The quandary is an interesting one: what happens when you train soldiers to kill, then forbid them to do so, even when threatened? The resolution is logical, and therefore predictable - though Gwilym Lee's fresh-faced portrayal of eager Everylad Tommy allows us to empathise with the gradual erosion of his youthful idealism.

Beatrice Curnew and Hywel Morgan ably populate the rest of the play, drawing characters with the broad physical and vocal brushstrokes necessary for rapid but unambiguous switching.

Tommy's parents, meanwhile, are absurdly disproportioned dolls seated atop a sandbag wall, watching and commenting on their son's progress from on high (i.e. back home). The faces of Rachel Atkins and Roger Ringrose animate the dolls' giant, featureless white heads via prerecorded projection.

The play aspires to a documentary style, with events recounted out front in past tense by stationary performers. The brevity of each scene, along with Anna Watson's choppy lighting design, just about excuses the potentially very dull and static staging this requires. Tellingly, when Tommy returns home and the pace becomes more relaxed, the play starts noticeably to drag.

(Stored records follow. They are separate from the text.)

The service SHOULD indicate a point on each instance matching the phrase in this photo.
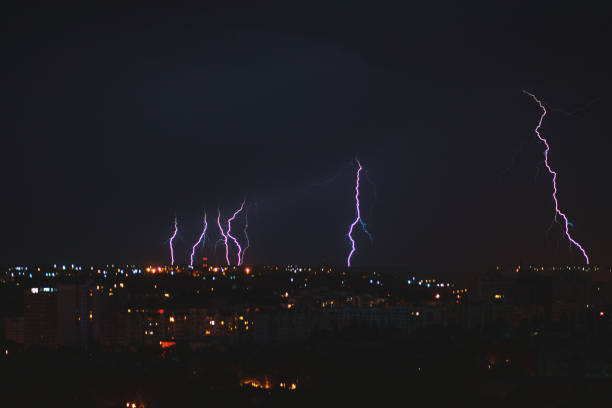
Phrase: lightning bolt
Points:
(172, 241)
(193, 249)
(246, 226)
(357, 216)
(554, 174)
(229, 229)
(224, 240)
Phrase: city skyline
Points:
(108, 145)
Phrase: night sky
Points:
(117, 119)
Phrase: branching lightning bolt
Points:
(224, 240)
(172, 241)
(246, 226)
(554, 175)
(357, 216)
(202, 237)
(229, 234)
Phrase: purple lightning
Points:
(357, 217)
(172, 240)
(554, 174)
(229, 229)
(199, 240)
(224, 240)
(246, 226)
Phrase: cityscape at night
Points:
(306, 204)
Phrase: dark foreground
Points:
(436, 367)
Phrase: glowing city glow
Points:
(202, 237)
(172, 241)
(224, 239)
(554, 175)
(229, 233)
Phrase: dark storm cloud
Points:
(126, 116)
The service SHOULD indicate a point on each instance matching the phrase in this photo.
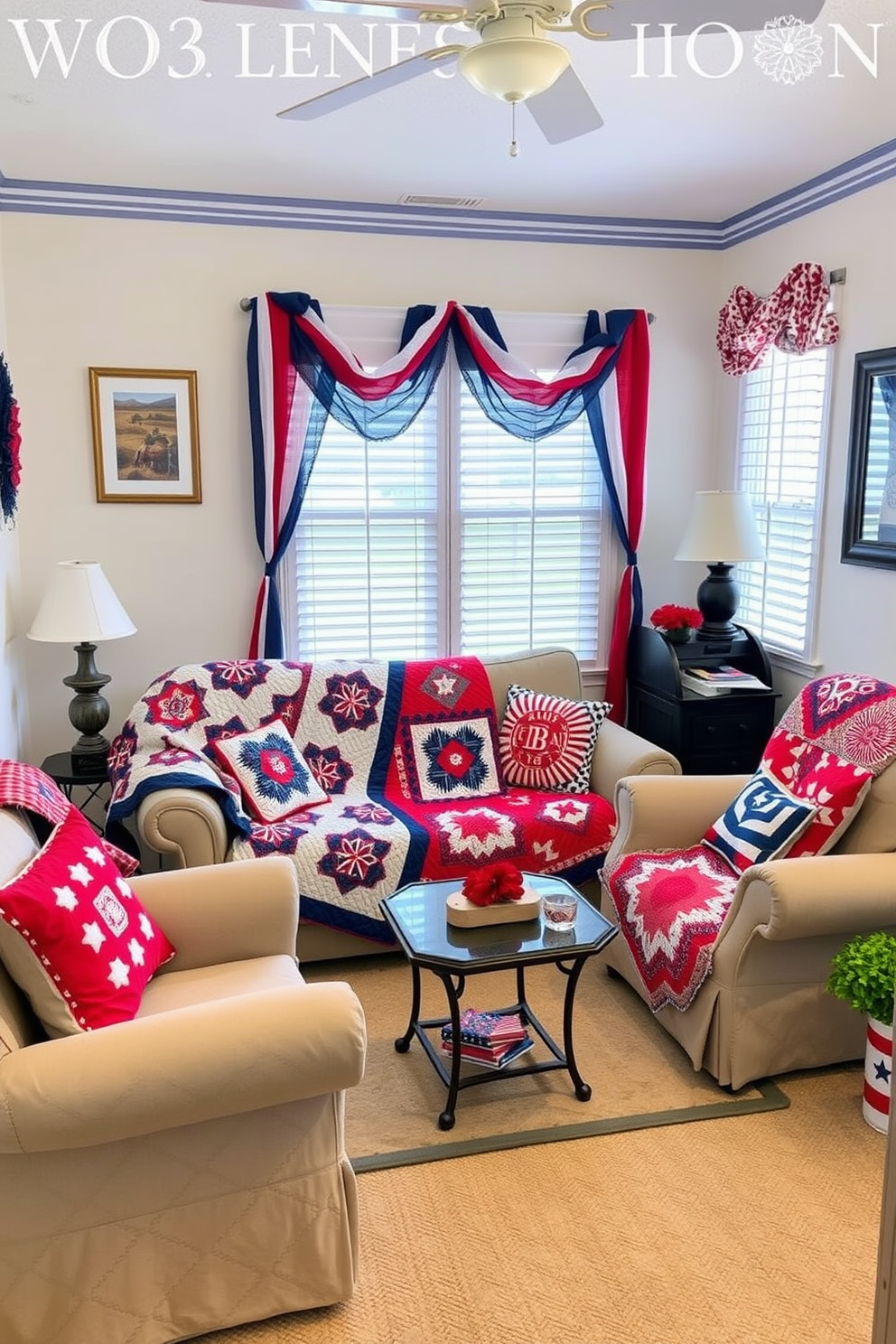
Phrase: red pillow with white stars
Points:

Eschewing theatrical action in favour of static recollection seems calculated to trick us into thinking we're watching Verbatim theatre. If we are, the programme and publicity make no mention of it. The goal is presumably to remind us that even if these particular characters aren't real, real people are out there experiencing the same things.

Adopting the tricky structures of Verbatim without the moral strictures imposed by genuine testimony allows About Tommy to bypass Verbatim's usual complaints - but naturally robs it of the veracity such testimony can lend to a play.